With the use of technology increasing, especially on college campuses, research shows the physical effects it can have on not only developing bodies but adult bodies as well. It can harm the eyes and what most people don’t know is it can affect the body as a whole.
Researchers from Child Development conducted a study that shows adolescents who used their devices more tended to have increased problematic behavior such as fighting and lying.
According to the study, for a child who is still in development, behavioral problems can lead to even more problems in adulthood. In adulthood, blue light, which is light that typically comes from electronic devices, can lead to loss of eyesight. Excessive use of technology can also lead to the development of hyperactivity disorder and other attention issues.

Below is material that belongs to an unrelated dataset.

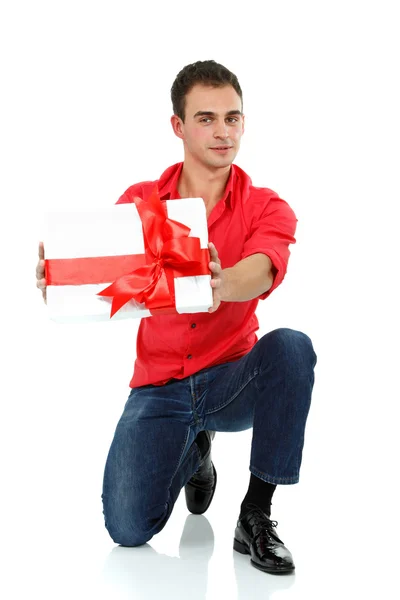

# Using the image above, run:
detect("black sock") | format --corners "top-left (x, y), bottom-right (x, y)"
top-left (240, 474), bottom-right (277, 518)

College students are at high risk for these effects because of the amount of time they spend on computers. According to the National Survey of Student Engagement the average student spends about 17 hours weekly and an average of 18.2 hours for computer science majors.

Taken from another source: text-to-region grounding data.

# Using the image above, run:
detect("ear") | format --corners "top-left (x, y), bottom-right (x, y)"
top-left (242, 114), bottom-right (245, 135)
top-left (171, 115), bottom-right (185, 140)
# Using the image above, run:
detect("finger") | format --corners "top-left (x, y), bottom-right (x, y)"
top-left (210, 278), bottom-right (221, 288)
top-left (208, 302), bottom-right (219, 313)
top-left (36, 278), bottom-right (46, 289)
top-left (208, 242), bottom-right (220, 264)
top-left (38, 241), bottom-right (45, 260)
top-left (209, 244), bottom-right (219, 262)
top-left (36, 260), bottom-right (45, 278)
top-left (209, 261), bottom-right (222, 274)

Joilet, Ill. sophomore Ethan Goolsby is a film and digital media major and is often exposed to blue light for long periods of time.
“As a FDM major, I’m on my computer a lot editing and looking over footage. For me it hurts my back having to sit in the same position for a long period of time and my eyes hurt from looking at the screen,”
Blue Light which is often found in LED televisions, computers and fluorescent lights have a short wavelength that can affect vision. This may lead to irritated and dry eyes and even trouble focusing.
According to a Harvard study on the effects of blue light, precautions that people can take is to decrease time on their device before bed. Being exposed to blue light can boost alertness and keep people awake at night, resulting in a poor night’s sleep. This can decrease productivity and alertness during the day. Secondly, people can turn their device to “night mode”. For example, Apple devices have a setting which turns off the blue light. This can be beneficial especially for late night study sessions. Lastly, investing in anti-reflective lenses can help decrease the amount of glare and block blue light from devices.
Arlington sophomore Natalie Reese is a pre-nursing major and spends the majority of her time online studying and prepping for nursing school next year.
“I think they’re [anti-reflective glasses] a good idea because blue light can be very harmful to the eyes over time. I have anti-glare glasses and those work well enough for me,” Reese said.